第31話「見直しが始まったFITの行方」

2019年08月28日

見直しが始まったFITの行方

 

経産省が今年4月からFIT法の抜本見直しに着手した。今年度に方向性を定め、来年度に法改正、その翌年(2021年)に施行する予定だ。このほど、その中間案が取りまとめられた[1]。まず、「主力電源化に向けた2つの電源モデル」として、「競争電源」と「地域電源」の分類が示された。「競争電源」とは、「競争力ある電源への成長が見込まれる電源」を指し、具体的には、事業用太陽光発電と風力発電である。

「競争電源」については、「再エネ発電事業者自らが電力市場を通じて電気を販売し、国民負担を抑制する仕組み」として、現状のFITから「プレミアム支援制度」(FIP)などへ見直される方向が示された。諸外国も同じ方向性であり、日本でも太陽光発電のコストが急降下してきた現状では、当然の方向性といえるだろう。

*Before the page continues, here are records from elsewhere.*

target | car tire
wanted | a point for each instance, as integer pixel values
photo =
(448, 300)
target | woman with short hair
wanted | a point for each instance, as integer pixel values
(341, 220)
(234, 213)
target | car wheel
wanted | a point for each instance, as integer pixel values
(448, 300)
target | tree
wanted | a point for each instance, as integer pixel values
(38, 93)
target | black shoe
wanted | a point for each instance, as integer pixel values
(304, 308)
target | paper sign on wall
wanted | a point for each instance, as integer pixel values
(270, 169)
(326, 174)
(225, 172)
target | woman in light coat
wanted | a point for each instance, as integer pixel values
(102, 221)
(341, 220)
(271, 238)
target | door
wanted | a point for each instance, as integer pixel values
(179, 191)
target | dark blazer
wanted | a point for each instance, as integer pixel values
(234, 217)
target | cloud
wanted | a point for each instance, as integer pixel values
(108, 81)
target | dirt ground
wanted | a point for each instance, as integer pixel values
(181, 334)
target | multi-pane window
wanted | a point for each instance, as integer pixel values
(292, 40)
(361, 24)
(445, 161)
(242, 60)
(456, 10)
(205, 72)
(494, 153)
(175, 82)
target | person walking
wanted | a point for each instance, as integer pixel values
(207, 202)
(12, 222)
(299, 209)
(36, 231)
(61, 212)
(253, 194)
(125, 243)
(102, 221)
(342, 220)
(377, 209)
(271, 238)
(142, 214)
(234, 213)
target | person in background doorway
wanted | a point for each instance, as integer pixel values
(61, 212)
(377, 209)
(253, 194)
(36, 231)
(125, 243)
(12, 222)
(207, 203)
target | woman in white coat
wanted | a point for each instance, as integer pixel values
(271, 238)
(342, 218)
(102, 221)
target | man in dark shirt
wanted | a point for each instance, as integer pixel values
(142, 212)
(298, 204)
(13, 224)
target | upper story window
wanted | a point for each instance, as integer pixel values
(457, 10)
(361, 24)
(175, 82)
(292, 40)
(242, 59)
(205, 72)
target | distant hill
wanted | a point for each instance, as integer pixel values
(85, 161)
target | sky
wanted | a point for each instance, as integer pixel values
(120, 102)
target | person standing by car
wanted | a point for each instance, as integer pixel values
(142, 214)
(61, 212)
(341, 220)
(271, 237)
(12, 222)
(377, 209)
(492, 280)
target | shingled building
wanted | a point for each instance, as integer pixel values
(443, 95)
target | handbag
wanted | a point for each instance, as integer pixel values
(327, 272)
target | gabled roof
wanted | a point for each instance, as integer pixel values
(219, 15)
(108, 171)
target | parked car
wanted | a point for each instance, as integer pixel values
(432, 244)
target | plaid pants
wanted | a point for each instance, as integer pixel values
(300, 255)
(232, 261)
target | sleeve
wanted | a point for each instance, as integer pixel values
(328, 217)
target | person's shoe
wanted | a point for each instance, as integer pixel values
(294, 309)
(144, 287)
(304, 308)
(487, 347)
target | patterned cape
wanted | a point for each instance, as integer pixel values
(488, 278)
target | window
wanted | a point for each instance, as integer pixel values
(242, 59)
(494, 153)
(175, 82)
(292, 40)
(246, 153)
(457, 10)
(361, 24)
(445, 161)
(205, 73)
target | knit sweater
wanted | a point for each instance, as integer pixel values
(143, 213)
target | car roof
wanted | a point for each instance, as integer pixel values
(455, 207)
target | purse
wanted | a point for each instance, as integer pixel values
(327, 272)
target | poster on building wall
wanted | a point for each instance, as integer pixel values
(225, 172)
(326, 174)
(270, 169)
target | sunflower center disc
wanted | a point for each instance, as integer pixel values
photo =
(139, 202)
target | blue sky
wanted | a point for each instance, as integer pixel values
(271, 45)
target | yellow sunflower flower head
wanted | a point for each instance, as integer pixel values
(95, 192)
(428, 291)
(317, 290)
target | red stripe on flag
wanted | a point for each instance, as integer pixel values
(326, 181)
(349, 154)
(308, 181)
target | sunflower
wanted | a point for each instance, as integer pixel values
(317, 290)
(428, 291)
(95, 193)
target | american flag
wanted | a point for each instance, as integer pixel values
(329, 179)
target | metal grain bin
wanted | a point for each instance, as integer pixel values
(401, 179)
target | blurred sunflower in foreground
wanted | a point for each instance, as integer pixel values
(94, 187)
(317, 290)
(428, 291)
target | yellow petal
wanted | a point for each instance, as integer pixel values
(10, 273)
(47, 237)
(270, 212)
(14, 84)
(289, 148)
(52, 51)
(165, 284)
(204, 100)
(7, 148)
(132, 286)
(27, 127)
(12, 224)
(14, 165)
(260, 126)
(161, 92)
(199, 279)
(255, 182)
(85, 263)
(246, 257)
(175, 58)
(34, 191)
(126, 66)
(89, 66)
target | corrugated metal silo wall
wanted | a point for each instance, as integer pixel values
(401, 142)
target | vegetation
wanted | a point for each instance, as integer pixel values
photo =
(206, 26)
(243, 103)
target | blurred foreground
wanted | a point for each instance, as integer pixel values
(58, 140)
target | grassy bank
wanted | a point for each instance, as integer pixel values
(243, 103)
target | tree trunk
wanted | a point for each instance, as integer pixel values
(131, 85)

とはいえ、FIPという制度がどのようになるのか、まったく不明なまま言葉だけが一人歩きしている感がある。本来、FIPは少なくともメリットオーダー(限界費用が安い電源が優先的に採用される仕組み)が反映されるオープンな電力市場の存在が前提となっているのだが、「タマ出し」が恣意的で限られた日本の現状の卸電力市場のもとで可能なのか、疑問が残る。電力市場のさらなる整備が待たれる。

また、論点の中で「地域で活用される電源としてのモデル」(地域電源)が明示されたことには期待したい。地域が自ら行う自然エネルギーこそが、地域の経済的な恩恵をもたらすからだ。具体的には、需要地に近接して柔軟に設置できる電源(例:住宅用太陽光発電、小規模事業用太陽光発電)や地域に賦存するエネルギー資源を活用できる電源(例:小規模地熱発電、小水力発電、バイオマス発電)と説明されているが、具体的な制度設計は、これからとなる。

他方、普及の障害でありながら、論点として真正面から取り上げられていないポイントもある。最大の障害は送電線の問題だ。確かに、系統制約の解消のために系統整備が提案されている。しかし現実には、空き容量がほとんどない、電力会社に支払う接続負担金が法外など、自然エネルギー普及の前に、送電線問題は今なお大きく立ちはだかっている。もう一つの大きな障害は、原発が優先される一方で、九州電力のように自然エネルギーが抑制される問題だ。

注目すべき論点は数多いが、もっとも重要なポイントは「再生可能エネルギーの主力電源化」を掲げながら、実質的に普及を阻害するような制度見直しを避けることだ。今後は、具体的な制度設計の議論に移行する。そうした点を注視したい。